Multi Person Pose Estimation with PyTorch

HigherHRNet architecture implemented and trained from scratch using ImageNet and COCO datasets. The model is trained in two steps:

Classification Backbone pretraining on ImageNet dataset (ClassificationHRNet model)
Human Pose model Training on COCO dataset (HigherHRNet model)

📜 Table of Contents

💻 Environment
🎒 Prerequisites
📊 Inference
- Classification (ClassificationHRNet)
- Human Pose (HigherHRNet)
📉 Training from scratch
- Backbone
  - Pretraining ClassificationHRNet on ImageNet
    - Using single GPU
    - Using multiple GPUs - use torchrun
  - Evaluation of ClassificationHRNet on Imagenet
- Human Pose
  - Training HigherHRNet on COCO
    - Using single GPU
    - Using multiple GPUs - use torchrun
  - Evaluation of HigherHRNet on COCO (val2017)
📚 Training code guide

💻 Environment

The environment management is handled with the use of poetry. To install the virtual environment:

Clone the repository

git clone https://github.com/thawro/pytorch-human-pose.git

Move to the repository (<project_root>)

cd pytorch-human-pose

Install poetry - follow documentation
Install the virtual environment and activate it (the script runs poetry install and poetry shell)

make env

Create directories for training/inference purposes

make dirs

🎒 Prerequisites

NOTE: If you have installed the environment already (with make env or poetry install) you can activate it with poetry shell.

Data preparation

NOTE: The data preparation scripts use tqdm to show progress bars for file unzipping, so make sure to install and activate the Environment first.

ImageNet

Download dataset from kagle
1. Go to link
2. Sign in to kaggle
3. Scroll down and click "Download All" button
Move downloaded imagenet-object-localization-challenge.zip file to <project_root>/data directory
Run ImageNet preparation script from the <project_root> directory (it may take a while)

make imagenet

The script will unzip the downloaded imagenet-object-localization-challenge.zip file, remove it, create the ImageNet directory and move unzipped files from ILSVRC/Data/CLS-LOC directory to ImageNet directory. Then it will move the val image files to separate directories (named by wodnet labels) using this script and it will download the json mapping for ImageNet labels (from this source)
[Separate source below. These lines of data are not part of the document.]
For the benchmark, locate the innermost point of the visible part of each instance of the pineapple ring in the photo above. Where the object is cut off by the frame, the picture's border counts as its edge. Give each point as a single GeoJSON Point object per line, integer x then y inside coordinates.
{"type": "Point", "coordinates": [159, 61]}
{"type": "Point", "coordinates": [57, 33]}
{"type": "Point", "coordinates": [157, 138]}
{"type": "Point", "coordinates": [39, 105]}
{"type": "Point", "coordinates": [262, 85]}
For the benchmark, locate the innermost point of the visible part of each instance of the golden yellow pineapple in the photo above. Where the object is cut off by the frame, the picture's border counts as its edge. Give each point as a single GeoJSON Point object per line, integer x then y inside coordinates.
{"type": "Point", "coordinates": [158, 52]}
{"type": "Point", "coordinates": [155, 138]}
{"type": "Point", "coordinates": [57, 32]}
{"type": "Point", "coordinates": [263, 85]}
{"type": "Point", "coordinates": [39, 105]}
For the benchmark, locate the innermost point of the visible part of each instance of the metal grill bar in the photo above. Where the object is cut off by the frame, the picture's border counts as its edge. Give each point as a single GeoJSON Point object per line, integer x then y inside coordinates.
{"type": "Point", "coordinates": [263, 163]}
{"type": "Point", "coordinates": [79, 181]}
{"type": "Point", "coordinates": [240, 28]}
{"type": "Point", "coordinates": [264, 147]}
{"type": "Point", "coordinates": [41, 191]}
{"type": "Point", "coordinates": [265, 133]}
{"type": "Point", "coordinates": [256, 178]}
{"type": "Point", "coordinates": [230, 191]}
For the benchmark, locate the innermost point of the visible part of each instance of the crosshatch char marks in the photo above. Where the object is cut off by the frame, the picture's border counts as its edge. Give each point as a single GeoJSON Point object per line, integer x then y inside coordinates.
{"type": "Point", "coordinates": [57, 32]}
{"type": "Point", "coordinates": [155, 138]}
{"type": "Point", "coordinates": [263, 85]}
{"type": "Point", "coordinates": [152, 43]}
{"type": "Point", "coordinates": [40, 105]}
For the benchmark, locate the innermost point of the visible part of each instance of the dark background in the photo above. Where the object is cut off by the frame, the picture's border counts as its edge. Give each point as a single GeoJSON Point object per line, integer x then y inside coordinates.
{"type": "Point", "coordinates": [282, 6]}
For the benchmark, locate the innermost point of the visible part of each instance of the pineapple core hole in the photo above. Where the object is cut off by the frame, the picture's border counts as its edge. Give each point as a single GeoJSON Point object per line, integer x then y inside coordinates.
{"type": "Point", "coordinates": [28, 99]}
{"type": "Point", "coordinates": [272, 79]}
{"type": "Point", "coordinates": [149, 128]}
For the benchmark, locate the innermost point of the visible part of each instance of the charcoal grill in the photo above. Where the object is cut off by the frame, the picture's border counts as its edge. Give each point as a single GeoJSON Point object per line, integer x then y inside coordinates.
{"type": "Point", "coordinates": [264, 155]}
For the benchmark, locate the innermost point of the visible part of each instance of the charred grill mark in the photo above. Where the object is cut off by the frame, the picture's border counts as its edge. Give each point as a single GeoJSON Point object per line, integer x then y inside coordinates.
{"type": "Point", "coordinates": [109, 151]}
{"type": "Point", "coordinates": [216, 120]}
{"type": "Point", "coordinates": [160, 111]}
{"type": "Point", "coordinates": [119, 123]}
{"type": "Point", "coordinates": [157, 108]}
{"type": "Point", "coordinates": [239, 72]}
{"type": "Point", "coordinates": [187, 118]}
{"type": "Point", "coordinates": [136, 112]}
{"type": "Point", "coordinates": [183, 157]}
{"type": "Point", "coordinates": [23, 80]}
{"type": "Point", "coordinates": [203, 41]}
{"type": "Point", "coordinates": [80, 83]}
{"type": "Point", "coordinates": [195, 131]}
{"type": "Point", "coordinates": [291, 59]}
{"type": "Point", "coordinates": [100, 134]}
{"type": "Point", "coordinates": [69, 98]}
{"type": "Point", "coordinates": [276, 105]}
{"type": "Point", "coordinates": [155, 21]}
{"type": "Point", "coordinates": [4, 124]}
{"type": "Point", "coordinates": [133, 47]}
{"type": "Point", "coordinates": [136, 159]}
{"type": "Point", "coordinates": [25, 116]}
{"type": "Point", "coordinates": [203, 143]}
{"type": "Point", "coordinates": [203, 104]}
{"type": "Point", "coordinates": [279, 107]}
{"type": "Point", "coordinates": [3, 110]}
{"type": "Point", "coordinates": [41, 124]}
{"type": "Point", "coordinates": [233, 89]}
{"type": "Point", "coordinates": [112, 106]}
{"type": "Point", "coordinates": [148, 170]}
After these steps there should be a directory data/ImageNet with the following directory structure:

data/ImageNet
├── wordnet_labels.yaml
├── train
|   ├── n01440764
|   ├── n01443537
|   ...
|   └── n15075141
└── val
    ├── n01440764
    ├── n01443537
    ...
    └── n15075141

COCO

Run COCO preparation scripts from the <project_root> directory (it may take a while)

make coco
make save_coco_annots

make coco script will create data/COCO directory, download files from the COCO website (2017 Train images [118K/18GB], 2017 Val images [5K/1GB], 2017 Test images [41K/6GB], 2017 Train/Val annotations [241MB]) to the data/COCO directory, unzip the files, move the files to images and annotations subdirectories and remove the redundant zip files. make save_coco_annots will parse COCO annotation .json files and save the per-sample annotations to .yaml files and per-sample crowd-masks (used in loss function) to .npy files.

After these steps there should be a directory data/COCO with the following directory structure:

data/COCO
├── annotations
│   ├── captions_train2017.json
│   ├── captions_val2017.json
│   ├── instances_train2017.json
│   ├── instances_val2017.json
│   ├── person_keypoints_train2017.json
│   └── person_keypoints_val2017.json
└── images
    ├── test2017
    ├── train2017
    └── val2017

Virtual environment installation

Install the poetry virtual environment following Environment steps.

Checkpoints with trained models

The checkpoints are available at Google Drive:

hrnet_32.pt - backbone pretrained on the ImageNet
higher_hrnet_32.pt - pose estimation model trained on COCO

After download, place the checkpoints inside the pretrained directory.

📊 Inference

NOTE: Checkpoints must be present in pretrained directory to perform the inference.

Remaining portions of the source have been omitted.